Vanhoutte cites a recent study conducted by Chochrane Research which found that “self-scheduling work time improved a variety of items, including improved sleep, reduced exhaustion, lowered blood pressure, improved mental health and much more.” These findings, among other equally compelling arguments, convinced Vanhoutte to move towards adopting a more flexible work policy for Plantronics.
For boomers, it’s hard to envision a workforce not compensated on raw numbers; how many sales, how many customers served, how many widgets put together, and so on. But some of these ideas from Plantronics, arguably the household name in headsets, ring true. How large of a role does attitude, atmosphere and physical layout really play in developing healthy, contributing workers?
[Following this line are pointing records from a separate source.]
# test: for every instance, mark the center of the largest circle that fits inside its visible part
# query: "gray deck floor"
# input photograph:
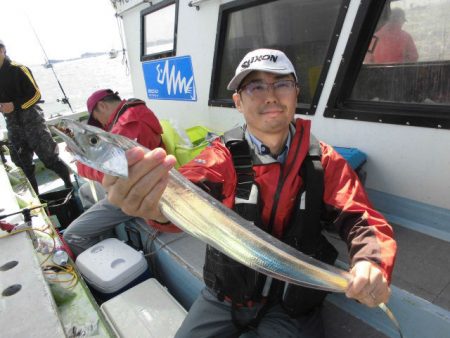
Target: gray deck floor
(422, 266)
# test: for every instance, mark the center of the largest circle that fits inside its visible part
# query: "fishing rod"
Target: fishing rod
(65, 99)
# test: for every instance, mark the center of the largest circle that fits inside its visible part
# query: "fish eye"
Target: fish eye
(93, 140)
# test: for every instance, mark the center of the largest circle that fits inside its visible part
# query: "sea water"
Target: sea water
(78, 78)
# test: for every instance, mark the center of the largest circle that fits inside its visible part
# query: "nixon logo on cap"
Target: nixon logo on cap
(269, 57)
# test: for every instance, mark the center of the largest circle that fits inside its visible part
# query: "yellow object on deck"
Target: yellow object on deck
(176, 146)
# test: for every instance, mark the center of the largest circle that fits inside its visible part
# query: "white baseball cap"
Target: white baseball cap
(265, 60)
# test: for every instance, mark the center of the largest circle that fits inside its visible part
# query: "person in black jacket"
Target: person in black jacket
(27, 131)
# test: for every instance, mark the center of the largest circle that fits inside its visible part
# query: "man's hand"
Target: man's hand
(139, 194)
(6, 107)
(369, 286)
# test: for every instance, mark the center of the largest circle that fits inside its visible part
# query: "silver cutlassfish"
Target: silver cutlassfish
(199, 214)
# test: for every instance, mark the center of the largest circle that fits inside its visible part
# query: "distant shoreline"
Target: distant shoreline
(82, 56)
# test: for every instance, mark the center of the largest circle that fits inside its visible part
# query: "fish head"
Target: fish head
(94, 147)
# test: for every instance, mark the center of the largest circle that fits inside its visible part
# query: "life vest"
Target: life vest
(242, 285)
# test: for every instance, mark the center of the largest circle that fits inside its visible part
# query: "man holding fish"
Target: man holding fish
(273, 172)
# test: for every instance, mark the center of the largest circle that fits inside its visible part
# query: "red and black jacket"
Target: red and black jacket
(345, 208)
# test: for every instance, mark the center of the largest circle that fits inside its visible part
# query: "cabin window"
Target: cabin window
(404, 75)
(303, 29)
(158, 24)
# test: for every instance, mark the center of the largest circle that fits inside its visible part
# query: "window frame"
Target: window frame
(340, 106)
(152, 9)
(224, 11)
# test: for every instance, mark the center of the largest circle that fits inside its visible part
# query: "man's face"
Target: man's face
(268, 110)
(102, 112)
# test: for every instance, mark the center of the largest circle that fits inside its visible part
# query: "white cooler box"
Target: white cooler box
(146, 310)
(110, 265)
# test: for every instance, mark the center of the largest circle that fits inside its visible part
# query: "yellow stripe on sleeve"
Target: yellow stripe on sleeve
(37, 95)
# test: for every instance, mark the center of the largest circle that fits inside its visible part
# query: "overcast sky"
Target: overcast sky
(66, 28)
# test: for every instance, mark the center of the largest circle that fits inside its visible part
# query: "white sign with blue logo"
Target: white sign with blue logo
(170, 79)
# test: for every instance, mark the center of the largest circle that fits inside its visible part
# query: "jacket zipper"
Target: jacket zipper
(280, 185)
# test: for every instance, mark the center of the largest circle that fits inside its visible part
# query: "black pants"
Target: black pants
(28, 134)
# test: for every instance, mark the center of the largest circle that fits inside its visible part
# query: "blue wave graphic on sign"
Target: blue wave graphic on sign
(170, 79)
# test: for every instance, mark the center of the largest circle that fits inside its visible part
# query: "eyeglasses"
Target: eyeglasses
(258, 89)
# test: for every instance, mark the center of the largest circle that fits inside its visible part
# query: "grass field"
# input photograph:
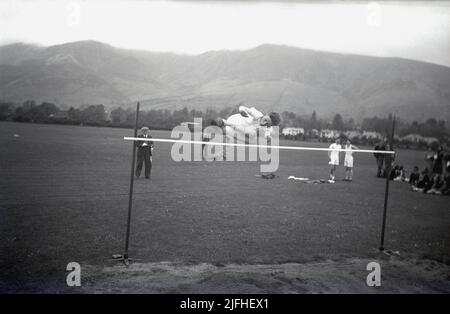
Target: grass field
(64, 196)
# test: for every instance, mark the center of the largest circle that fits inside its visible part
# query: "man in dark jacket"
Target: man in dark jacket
(144, 154)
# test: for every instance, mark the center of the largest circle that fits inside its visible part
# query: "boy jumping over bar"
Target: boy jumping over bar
(249, 121)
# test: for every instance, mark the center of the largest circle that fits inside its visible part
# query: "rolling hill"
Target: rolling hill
(269, 77)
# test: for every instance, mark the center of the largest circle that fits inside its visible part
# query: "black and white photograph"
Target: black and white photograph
(224, 148)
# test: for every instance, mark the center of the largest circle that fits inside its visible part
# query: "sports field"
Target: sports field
(64, 197)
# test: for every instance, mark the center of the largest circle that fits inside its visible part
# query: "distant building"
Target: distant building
(417, 138)
(329, 134)
(353, 134)
(372, 135)
(314, 133)
(293, 131)
(413, 138)
(62, 114)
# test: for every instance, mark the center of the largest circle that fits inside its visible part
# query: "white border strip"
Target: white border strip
(257, 146)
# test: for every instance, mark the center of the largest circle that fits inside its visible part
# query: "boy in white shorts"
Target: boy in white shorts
(348, 160)
(333, 155)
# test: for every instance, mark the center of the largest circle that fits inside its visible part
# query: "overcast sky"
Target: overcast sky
(413, 30)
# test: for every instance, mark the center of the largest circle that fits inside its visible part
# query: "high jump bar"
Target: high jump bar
(165, 140)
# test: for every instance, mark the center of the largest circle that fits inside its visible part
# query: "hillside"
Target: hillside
(270, 77)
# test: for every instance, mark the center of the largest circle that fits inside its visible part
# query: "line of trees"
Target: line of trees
(164, 119)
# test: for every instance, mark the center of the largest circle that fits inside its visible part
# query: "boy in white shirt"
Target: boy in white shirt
(348, 160)
(333, 155)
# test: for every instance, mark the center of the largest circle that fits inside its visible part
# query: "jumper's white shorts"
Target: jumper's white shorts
(348, 161)
(334, 161)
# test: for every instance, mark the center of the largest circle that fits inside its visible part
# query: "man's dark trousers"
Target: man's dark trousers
(144, 154)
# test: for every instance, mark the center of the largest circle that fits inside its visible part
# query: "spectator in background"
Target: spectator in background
(380, 157)
(414, 177)
(348, 160)
(438, 163)
(429, 157)
(424, 183)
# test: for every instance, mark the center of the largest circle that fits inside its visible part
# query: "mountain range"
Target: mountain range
(269, 77)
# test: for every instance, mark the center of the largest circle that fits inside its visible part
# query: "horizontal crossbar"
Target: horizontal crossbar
(165, 140)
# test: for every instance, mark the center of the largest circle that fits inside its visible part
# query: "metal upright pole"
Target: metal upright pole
(386, 191)
(130, 198)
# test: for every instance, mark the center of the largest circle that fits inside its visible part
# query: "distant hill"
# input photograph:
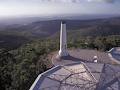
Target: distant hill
(39, 29)
(76, 28)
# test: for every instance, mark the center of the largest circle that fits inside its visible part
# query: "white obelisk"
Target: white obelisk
(63, 40)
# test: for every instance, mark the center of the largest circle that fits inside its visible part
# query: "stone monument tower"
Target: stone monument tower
(63, 40)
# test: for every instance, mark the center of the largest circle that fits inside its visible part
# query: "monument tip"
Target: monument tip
(63, 22)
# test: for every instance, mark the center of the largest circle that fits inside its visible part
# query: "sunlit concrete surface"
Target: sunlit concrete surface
(80, 76)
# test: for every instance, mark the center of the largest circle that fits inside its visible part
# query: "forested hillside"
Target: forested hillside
(20, 34)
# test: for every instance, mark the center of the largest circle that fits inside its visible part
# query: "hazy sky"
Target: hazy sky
(10, 8)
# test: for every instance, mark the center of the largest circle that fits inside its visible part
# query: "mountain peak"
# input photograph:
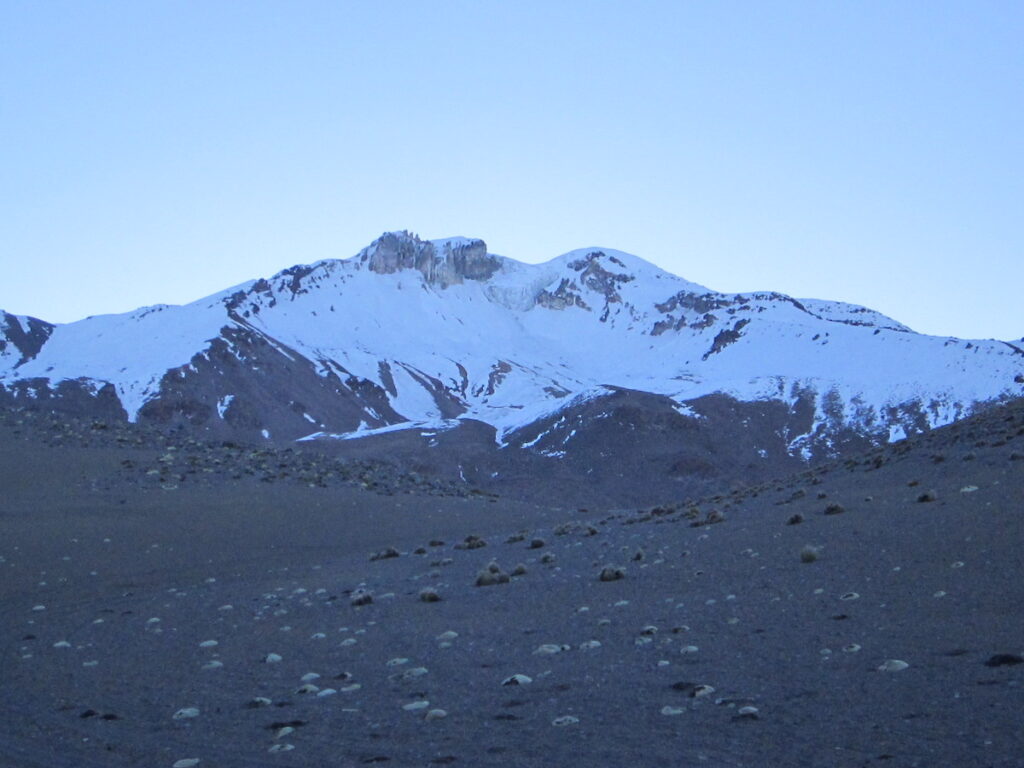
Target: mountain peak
(442, 262)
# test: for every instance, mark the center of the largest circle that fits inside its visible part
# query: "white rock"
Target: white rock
(550, 649)
(893, 665)
(517, 680)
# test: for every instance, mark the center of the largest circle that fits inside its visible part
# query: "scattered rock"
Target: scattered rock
(361, 597)
(385, 554)
(1004, 659)
(611, 573)
(488, 579)
(517, 680)
(893, 665)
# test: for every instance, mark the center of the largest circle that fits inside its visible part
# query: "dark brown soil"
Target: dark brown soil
(104, 547)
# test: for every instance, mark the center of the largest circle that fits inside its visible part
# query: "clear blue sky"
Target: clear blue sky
(870, 152)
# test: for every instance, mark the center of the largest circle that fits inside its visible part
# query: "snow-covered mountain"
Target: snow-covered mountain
(413, 333)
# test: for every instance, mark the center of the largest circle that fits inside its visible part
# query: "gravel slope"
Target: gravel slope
(790, 650)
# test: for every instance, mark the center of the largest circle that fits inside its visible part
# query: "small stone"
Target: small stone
(550, 649)
(385, 554)
(517, 679)
(1004, 659)
(809, 554)
(361, 597)
(611, 573)
(893, 665)
(487, 578)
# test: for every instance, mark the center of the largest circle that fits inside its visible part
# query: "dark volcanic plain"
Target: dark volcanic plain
(144, 585)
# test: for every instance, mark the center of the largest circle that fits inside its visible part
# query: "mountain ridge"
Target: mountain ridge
(427, 334)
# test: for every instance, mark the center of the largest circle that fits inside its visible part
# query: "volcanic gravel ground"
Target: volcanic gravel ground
(150, 627)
According to Vanhoutte, a large one. There are ten tips included in the WOW article, and almost all revolve around establishing the optimum organizational and physical scenario to optimize the happiness of your employees. And he doesn’t mean sitting around singing “Kumbaya”. This is serious stuff, and it’s not just out of thin air. At least three studies are quoted, so people are taking new measurements of new attributes and environments that may lead to a higher level of success, for the organization and its people. And, many of them conjure up images of co-working spaces, not traditional business centers. So for center owners and operators, it’s worth your attention.
Some of the tips include giving your employees a stronger voice in determining office layout, making your top priority the happiness of your employees (in this case, our clients) pay attention to space acoustics, using truly enabling technology, and build trust with the workforce. There are others as well. Are we creating a happiness “bubble”? Or is this the new win-win for a new generation?
Regardless, business center owners and operators such as Seven Met Suites at Brickell, are wise not to ignore these trends. You can be sure co-working space operators aren’t! There may be much more to gain by taking notes and getting ready to serve it.